Night came and found us two and one-half miles from the landing, on the battlefield, where the road was lost. A big battle obliterates everything, even the roads. The night was dark and the teamster unhooked his horses and left me alone with the sick boys. The stench from the battlefield was terrible and I passed the night amid the groans of my comrades and could only pray that they would live till morning.
The teamster came about 7 o'clock and at 8 we reached the landing.
Boats were very numerous along the shore and I saw one with a streamer "For Cincinnati" so I went aboard.
I have forgotten the name of this steamboat. I remember the thought came to me that this boat would carry the sick boy as near home as was possible for me to arrange. I took a look around at the different wards and at the nurses. At last one seemed to meet my approval and I thought I could trust him. He was a young man. I spoke to him and asked where he was from: He said he was a Cincinnati boy. I told him I had two very sick boys I wanted to trust to his care.

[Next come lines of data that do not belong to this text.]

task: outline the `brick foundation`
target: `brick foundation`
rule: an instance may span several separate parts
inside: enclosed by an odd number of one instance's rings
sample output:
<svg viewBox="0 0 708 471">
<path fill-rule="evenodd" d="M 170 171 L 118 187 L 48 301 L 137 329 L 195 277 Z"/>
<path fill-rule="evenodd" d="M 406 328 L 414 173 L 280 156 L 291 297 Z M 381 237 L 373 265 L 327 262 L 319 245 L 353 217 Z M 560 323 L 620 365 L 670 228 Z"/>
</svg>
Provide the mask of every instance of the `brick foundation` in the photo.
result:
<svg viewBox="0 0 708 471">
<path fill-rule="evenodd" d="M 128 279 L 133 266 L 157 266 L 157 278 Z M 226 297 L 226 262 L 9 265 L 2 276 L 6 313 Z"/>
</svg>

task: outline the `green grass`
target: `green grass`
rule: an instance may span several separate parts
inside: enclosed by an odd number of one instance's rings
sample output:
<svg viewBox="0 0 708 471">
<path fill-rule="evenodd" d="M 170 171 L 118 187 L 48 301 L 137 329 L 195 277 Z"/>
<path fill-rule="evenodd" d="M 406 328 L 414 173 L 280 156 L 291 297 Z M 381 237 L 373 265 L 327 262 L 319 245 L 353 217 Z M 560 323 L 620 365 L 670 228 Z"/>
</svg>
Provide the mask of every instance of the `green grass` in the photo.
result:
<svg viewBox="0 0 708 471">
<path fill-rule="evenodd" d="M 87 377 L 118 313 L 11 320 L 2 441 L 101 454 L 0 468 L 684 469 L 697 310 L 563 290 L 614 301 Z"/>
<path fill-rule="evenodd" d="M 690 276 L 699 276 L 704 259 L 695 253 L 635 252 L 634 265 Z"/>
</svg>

He helped me to carry them aboard and in the bunks. I asked for water and gave each boy a good bath.
Then I said to the nurse "This boy is my brother and here is $10, two five dollar bills. I have put one of these bills in his pocket with a letter saying, if this boy falls into your hands please send the telegram attached hereto at once, this I have pinned to a five dollar bill. The other five is in an envelope, which is for you or to get extras for these sick boys." The nurse gave me his word that he would do the best he could.
I then kissed my little brother goodbye and left the boat. I had done all I could and never expected to hear of his recovery. I hastened back to join my regiment on its way to Corinth.
What I tell now I learned afterward. These two boys were put ashore at Evansville to die. It would be useless to carry them further, as they could not possibly live to reach Cincinnati. Where they were landed there, were kind-hearted women ready to assist the boys in blue.
That letter, with that five-dollar bill, was found pinned in my brother's vest pocket. The dispatch was sent to Mansfield at once and in less than 30 hours from the time the delirious boy was put ashore to die, a doctor from Mansfield was at his side. He was brought here and was kept three weeks at this doctor's house and nursed back to life.
On recovery he returned to his regiment, was wounded at the battle of Chicamauga [sic.], taken prisoner and remained in a southern prison pen until the war closed.
The sick boy was John McFarland, now living on the old McFarland homestead farm near Lucas. The doctor was Dr. Herrick, who died some years ago. The captain was Samuel L. Coulter, afterwards a major, who is also dead.